India's popular holiday state of Goa has announced a ban on dance bars, further restricting the party scene in a destination once famous as a raver's paradise.

The state has progressively tightened controls on nightclubs and outdoor parties over the last few years after a series of high-profile crimes including the rape and murder of a British teenager in 2008.

Chief Minister Manohar Parrikar, elected in the southwestern state last year, has made cleaning up Goa's palm tree-lined beaches a priority to make them more family-friendly.

"Dance bars will not be allowed in Goa. There has been a lot of image-beating for the state due to the existence of drugs and prostitution on the beaches. We will clean it up," Parrikar announced on Thursday.

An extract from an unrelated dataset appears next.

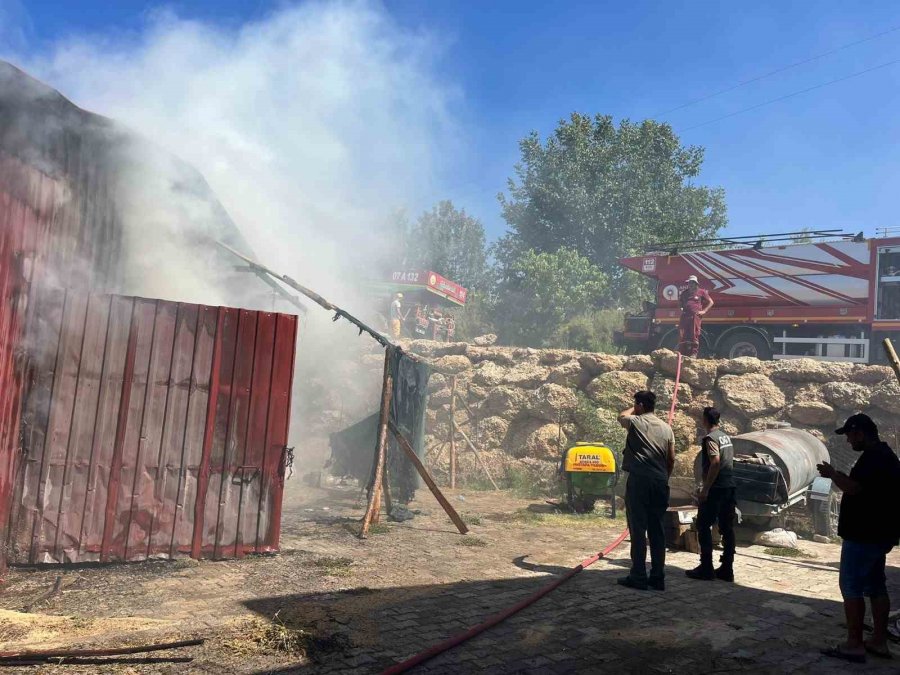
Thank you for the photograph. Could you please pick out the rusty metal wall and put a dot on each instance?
(152, 429)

His administration has initiated a string of measures to safeguard foreign tourists and has ordered police to remain present on the beaches until midnight. Previously police would withdraw after sunset.

Goa - once a laid-back hippy beach hangout known for drugs, free love and music - retains an image as a free-wheeling oasis in straitlaced India and draws 2.3 million foreign and domestic visitors annually.

But its sleazy and criminal sides were exposed in 2008 by the death of 15-year-old British teenager Scarlett Keeling, who was raped by two men and left for dead after she consumed a cocktail of illegal drugs at a beach cafe.

Her death prompted a crackdown on nightclubs and rave parties, with many forced to close or finish early.

"Silent discos" - in which party-goers wear headphones to listen to the music - have developed as a way to work around the restrictions on outdoor noise.

Local activists say prostitution has also mushroomed in the state in recent years.